Lessons for Nigeria from South Africa and international collaboration to fast-track nanotechnology R&D

The success story of South Africa so far in nanotechnology R&D provides lessons for Nigeria to move up the ladder in nanotechnology. Nigeria was the most collaborating nation in Africa with South Africa on nanotechnology, with these collaborations accounting for 5.2% (585) of the publications of South Africa in the Web of Science during 2000-2019.17 Several notable researchers in nanotechnology in Nigeria have footprints in South Africa, either through training or collaboration14; these experiences can benefit Nigeria in developing its roadmap for nanotechnology. The national policy on nanotechnology that is long overdue must be enacted without further delay, and should address the aggressive and sustainable funding of nanotechnology initiatives in the country through improved budgetary allocation to education, science, technology and innovation. This policy should not be limited to support for nanotechnology research, a nanotechnology equipment programme, human resource development, and establishment of centres of excellence in nanotechnology research and innovation, but also should establish the framework for public engagement and a tripartite partnership of academia with government and the private sector.
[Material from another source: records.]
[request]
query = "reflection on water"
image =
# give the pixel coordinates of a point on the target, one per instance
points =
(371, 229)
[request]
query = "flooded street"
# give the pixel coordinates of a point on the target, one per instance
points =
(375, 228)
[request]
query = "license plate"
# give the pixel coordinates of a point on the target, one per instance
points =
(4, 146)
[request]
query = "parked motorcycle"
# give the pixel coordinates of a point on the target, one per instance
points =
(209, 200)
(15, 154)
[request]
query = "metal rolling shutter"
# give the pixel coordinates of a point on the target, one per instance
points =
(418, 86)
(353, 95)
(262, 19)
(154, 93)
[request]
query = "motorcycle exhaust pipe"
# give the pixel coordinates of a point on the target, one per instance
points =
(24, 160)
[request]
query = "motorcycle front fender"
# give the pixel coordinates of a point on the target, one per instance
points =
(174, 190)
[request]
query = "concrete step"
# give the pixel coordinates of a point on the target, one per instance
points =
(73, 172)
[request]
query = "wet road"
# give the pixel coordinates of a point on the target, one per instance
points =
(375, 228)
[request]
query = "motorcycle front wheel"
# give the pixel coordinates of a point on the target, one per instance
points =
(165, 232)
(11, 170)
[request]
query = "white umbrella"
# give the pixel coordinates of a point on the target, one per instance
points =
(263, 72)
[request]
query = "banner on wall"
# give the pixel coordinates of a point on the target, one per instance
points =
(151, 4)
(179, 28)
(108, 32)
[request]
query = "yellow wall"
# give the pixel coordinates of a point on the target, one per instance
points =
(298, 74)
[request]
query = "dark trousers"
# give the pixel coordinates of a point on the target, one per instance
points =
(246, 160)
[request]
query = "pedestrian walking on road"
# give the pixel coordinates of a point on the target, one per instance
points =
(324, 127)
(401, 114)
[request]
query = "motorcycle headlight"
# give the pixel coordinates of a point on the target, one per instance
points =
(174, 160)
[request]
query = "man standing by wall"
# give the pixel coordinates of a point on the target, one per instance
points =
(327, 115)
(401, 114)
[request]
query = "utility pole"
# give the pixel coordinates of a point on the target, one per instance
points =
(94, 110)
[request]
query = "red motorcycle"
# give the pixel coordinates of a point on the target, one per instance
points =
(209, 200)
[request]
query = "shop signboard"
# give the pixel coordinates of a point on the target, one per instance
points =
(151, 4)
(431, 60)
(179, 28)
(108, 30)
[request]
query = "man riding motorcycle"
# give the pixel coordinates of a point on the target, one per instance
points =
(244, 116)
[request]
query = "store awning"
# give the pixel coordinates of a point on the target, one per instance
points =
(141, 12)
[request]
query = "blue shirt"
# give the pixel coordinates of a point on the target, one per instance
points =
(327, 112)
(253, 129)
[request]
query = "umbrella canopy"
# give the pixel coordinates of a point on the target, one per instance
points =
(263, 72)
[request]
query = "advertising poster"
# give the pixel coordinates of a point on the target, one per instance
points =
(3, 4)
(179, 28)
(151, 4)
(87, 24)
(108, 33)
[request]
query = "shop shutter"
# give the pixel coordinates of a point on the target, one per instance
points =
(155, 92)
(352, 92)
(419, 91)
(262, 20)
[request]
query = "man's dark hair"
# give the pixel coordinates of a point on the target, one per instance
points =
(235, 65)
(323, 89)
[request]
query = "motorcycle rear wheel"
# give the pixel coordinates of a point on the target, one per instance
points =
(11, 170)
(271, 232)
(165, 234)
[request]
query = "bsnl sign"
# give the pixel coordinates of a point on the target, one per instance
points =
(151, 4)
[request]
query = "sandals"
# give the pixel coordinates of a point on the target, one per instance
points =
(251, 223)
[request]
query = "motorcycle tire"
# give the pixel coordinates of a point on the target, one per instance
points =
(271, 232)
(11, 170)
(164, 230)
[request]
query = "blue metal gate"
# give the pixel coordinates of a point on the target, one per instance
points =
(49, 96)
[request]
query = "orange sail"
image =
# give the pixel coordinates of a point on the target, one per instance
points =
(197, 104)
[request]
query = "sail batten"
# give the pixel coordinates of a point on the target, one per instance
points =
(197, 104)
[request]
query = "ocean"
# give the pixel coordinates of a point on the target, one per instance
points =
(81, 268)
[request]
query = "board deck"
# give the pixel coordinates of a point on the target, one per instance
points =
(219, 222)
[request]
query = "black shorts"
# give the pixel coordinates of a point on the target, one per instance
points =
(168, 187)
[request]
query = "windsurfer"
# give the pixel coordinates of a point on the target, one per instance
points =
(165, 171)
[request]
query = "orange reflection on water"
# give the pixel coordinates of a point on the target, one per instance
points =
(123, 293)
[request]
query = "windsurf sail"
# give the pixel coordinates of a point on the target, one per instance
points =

The establishment of a centre of excellence in nanotechnology should be based on empirical data on the productivity of scholars and institutions in the field, so that there will be a return on investments made in nanotechnology. This principle was effectively explored by South Africa. Nigeria could also benefit from the advances made by trading partners such as Brazil, China, India, Japan, USA and the European Union through science diplomacy within the channels of bilateral and multilateral cooperation via training of experts and donations of nanotechnology infrastructure. As a leading nation in the South, developed nations, active players in nanotechnology, and development partners should assist Nigeria to bridge another widening gap in nanotechnology pursuits between the North and the South to arrest the widening nanotechnology divide.

At the regional level, the African Union, Economic Community of West African States, and African Development Bank should also set agendas for nanotechnology research among member states for the development of Africa. Similarly, the African Academy of Sciences and other national African academies should set agendas for African nations on nanotechnology by 2025-2030. For instance, the African Materials Research Society in conjunction with the UN Economic Commission for Africa offered a platform on 3-4 May 2021 to discuss 'Nanotechnology for Transformation of African Development: Looking Towards a Sustainable African Future' and seeks to mentor young African scientists in nanotechnology through its nanotechnology research and innovation bootcamp.21

Through these interventions, Nigeria can tap into the rapidly developing nano-economy and improve its economic indices through mobility towards a knowledge-based economy. In addition, nanotechnology can be deployed to address a myriad of problems that confront the nation, such as physical and food insecurity, water and sanitation, environmental degradation, inadequate healthcare facilities and an energy crisis. The aforementioned can serve as the focal points of national initiatives in nanotechnology. Thus, nanotechnology becomes a complementary tool to achieving some Sustainable Development Goals (sDGs) in the country; particularly SDG 1 (No poverty), SDG 2 (Zero hunger), SDG 3 (Good health and wellbeing), SDG 6 (Clean water and sanitation), SDG 7 (Affordable and clean energy), and SDG 9 (Industry and innovation). Nigeria cannot afford to further watch the rusty gold of nanotechnology; it must advance in the field of nanotechnology for the good of the country, and the time to act is now.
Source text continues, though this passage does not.